関西大の安倍誠治教授は「運輸事業における人材不足と安全確保の課題」について基調講演。事業者がシニア層の継続雇用などを手掛けていることに言及し、同業の良好な事例を参考に創意工夫するよう期待感を示すとともに、国や地方自治体にも、環境の変化を踏まえた各種規制の見直しをはじめ、適切な対策を講じる要望した。
「列車見張員」はより分かりやすい「命を守る列車見張員」に変更
事業者を代表し、4社の安全対策担当者が登場した。JR九州の古宮洋二取締役常務執行役員は、社内のネットワークシステムに全社員が安全に関して気付いたことや意見を自由に書き込めるようにし、対策の方針を決定した上で経営会議にも定期的に報告していると解説。
「列車見張員」は「命を守る列車見張員」、鉄道運休時に利用客へ代替輸送手配などを提供する「救済」は「緊急手配」といった具合に内部で使われている用語を変更し、関係者の間でより真意が伝わりやすくなるよう配慮した独自の取り組みにも触れた。
神姫バス傘下のウエスト神姫(兵庫県相生市)からは須和憲和社長が出席。定年制を廃止して14年に「生涯現役雇用制度」を創設するなど、シニア層の活躍を後押ししていることを明らかにした。屋内車庫の照明を水銀灯からLEDに変更し、点検などをしやすくするといった細かい配慮にも腐心している姿勢を強調。女性ドライバーの活躍支援にも注力していると語った。
航海中の船員にも「ウェブ研修」で安全教育が可能に
海運大手、上野グループ傘下の上野トランステック(横浜市)は髙尾和俊常務執行役員が船主との合同事故訓練などに加え、軸としているウェブ教育システムの実情を紹介。新規雇用された船員向けの乗船前教育などに活用しており、航海中にもシステムを使える点などをPRした。
鴻池運輸子会社で空港の航空機離発着支援事業を手掛けるKグランドサービス(大阪府泉佐野市)の青戸一登代表取締役は、現場の教育体制を見直して若手の育成度合いが均一になるよう努めたり、外国籍のスタッフが活躍できるよう英語の作業マニュアルを整備したりといった工夫を発表した。

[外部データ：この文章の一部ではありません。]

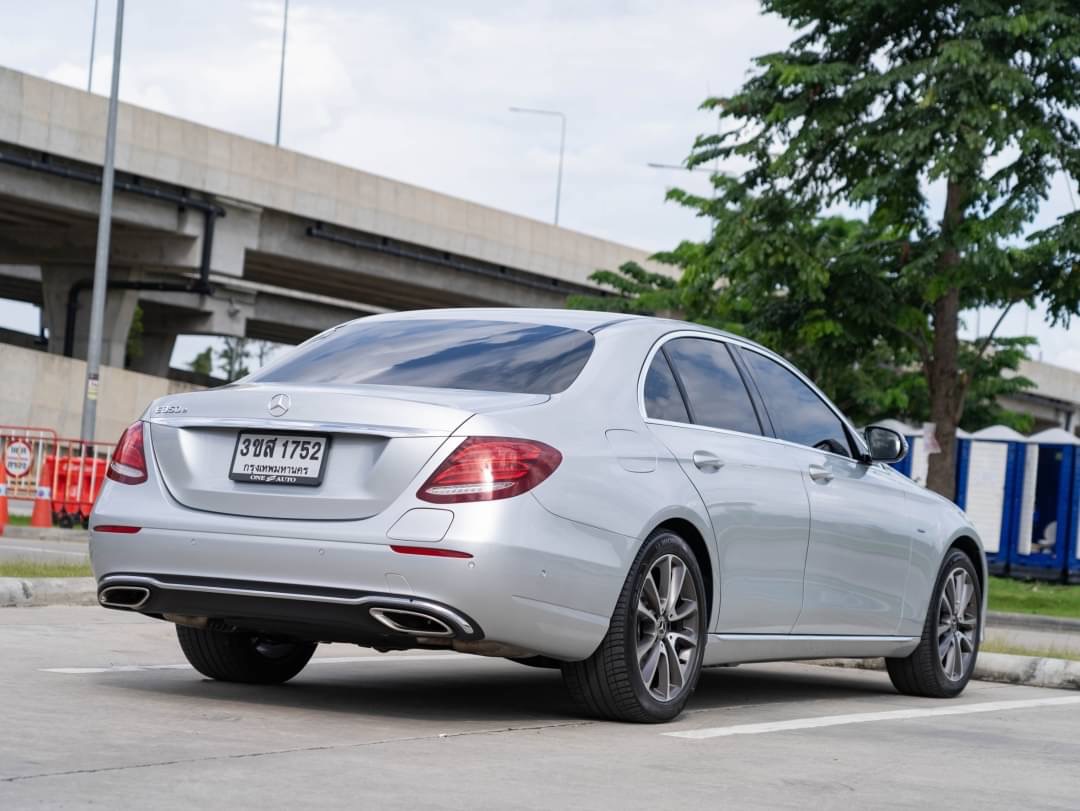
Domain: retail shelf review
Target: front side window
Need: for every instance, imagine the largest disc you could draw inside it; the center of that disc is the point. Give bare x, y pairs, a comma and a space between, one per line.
798, 414
440, 353
714, 389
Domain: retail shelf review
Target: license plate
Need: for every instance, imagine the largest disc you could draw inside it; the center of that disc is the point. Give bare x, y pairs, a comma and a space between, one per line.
279, 459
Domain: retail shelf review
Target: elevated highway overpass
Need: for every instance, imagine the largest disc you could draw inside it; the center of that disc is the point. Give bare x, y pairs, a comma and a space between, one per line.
223, 234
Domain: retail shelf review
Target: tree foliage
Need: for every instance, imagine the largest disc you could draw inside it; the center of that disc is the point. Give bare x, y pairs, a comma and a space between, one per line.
944, 124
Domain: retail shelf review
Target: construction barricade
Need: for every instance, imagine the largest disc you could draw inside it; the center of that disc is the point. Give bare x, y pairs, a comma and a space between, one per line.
62, 477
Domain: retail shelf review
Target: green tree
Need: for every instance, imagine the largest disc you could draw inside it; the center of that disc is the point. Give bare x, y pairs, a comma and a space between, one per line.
203, 363
945, 122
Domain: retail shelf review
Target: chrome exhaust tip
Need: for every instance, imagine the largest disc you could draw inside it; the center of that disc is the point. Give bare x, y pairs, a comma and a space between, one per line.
130, 597
415, 623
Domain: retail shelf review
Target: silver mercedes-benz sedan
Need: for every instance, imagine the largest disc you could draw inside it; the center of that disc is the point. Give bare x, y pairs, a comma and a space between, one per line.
625, 498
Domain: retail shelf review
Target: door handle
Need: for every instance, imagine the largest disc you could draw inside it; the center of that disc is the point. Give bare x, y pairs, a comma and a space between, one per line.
706, 462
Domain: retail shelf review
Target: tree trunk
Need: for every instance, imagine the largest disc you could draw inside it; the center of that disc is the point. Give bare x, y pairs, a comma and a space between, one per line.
943, 374
946, 393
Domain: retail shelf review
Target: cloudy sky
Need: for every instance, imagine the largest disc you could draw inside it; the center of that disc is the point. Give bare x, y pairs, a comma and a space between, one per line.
419, 91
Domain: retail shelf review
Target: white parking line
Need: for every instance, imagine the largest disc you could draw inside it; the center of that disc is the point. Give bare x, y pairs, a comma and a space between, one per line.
894, 715
323, 660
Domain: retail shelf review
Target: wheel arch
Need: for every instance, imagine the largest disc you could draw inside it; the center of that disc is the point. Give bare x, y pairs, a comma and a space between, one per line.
970, 546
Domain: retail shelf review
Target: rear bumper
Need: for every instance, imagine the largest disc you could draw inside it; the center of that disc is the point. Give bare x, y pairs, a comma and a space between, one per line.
535, 581
307, 612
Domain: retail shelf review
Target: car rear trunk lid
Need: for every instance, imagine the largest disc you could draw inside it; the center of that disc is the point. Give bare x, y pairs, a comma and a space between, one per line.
379, 438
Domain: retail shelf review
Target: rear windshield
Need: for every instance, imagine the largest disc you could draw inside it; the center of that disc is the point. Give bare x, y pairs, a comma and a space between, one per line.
485, 355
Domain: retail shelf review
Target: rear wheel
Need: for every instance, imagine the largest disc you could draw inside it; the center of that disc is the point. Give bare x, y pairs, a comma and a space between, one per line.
239, 657
648, 664
943, 663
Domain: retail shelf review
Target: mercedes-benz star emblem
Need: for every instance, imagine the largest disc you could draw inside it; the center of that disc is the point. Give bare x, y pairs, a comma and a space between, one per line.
279, 404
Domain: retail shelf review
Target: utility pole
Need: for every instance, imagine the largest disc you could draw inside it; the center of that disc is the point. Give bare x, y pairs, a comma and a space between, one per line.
102, 257
281, 76
562, 147
93, 41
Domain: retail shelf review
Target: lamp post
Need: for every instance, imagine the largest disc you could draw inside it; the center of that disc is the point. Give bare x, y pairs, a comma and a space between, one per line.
102, 255
281, 75
562, 147
93, 41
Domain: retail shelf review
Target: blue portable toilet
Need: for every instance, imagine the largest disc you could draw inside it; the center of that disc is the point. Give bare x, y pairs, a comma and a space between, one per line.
989, 470
1045, 512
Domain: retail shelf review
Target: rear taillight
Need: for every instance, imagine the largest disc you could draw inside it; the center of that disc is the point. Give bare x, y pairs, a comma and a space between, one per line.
489, 468
127, 464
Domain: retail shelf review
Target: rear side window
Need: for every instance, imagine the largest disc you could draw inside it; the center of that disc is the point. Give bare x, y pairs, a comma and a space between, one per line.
797, 413
440, 353
714, 388
662, 397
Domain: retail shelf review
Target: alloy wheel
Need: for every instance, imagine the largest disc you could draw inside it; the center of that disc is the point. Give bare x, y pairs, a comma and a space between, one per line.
667, 621
957, 624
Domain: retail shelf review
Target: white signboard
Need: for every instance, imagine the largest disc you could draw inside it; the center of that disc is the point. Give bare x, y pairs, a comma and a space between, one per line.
17, 458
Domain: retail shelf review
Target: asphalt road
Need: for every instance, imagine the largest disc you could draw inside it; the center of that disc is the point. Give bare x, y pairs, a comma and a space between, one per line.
98, 708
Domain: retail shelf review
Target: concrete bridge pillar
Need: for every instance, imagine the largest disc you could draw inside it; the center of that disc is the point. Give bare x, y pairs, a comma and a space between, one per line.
157, 346
56, 284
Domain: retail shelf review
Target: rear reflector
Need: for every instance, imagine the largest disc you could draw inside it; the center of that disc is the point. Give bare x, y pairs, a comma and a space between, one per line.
127, 464
429, 551
489, 468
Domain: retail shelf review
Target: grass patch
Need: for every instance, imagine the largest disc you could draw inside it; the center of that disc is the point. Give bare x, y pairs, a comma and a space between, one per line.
993, 646
35, 569
1018, 596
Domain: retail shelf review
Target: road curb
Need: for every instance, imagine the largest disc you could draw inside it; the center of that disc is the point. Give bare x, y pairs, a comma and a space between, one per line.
1031, 621
17, 592
1062, 674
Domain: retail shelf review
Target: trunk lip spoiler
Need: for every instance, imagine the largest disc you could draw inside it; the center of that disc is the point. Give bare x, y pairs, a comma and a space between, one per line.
272, 423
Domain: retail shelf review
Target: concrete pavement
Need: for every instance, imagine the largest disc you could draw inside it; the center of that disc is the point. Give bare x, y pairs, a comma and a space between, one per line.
98, 707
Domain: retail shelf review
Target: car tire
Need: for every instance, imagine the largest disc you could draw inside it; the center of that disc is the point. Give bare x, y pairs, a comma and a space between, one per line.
245, 658
941, 666
618, 684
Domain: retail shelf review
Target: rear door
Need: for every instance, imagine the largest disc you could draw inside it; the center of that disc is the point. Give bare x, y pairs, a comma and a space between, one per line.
698, 405
860, 528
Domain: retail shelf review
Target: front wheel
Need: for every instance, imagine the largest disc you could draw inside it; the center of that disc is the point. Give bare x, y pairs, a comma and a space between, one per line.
239, 657
943, 663
648, 664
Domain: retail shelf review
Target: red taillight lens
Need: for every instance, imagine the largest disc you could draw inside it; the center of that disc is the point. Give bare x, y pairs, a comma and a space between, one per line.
489, 468
127, 464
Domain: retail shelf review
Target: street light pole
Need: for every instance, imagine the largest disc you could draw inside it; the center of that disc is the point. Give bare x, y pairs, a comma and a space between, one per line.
102, 257
281, 76
562, 148
93, 42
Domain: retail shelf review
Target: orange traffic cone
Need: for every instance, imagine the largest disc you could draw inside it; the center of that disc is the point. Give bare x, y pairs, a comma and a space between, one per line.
3, 498
42, 515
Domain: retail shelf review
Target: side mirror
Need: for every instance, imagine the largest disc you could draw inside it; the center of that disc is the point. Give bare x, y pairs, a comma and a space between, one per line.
885, 444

最後に行ったパネルディスカッションには、前述の4氏と安倍教授のほか、国交省の平垣内久隆危機管理・運輸安全政策審議官が参加。フリーアナウンサーの酒井ゆきえ氏が進行役を務めた。
登壇者からは、高齢化の進展に伴い、従業員の健康管理をより徹底できるよう工夫を講じる必要性を指摘したり、人手不足深刻化に伴い未経験者を採用せざるを得ない中、基礎教育が長期化している状況を危惧したりする声が出された。
国交省はシンポジウムに先立ち、18年度の運輸安全マネジメント優良事業者らを表彰。「国土交通大臣表彰」は近畿日本鉄道、「大臣官房危機管理・運輸安全政策審議官表彰」は静岡鉄道と東海汽船、「特別賞」は損害保険ジャパン日本興亜と三井住友海上火災保険がそれぞれ獲得した。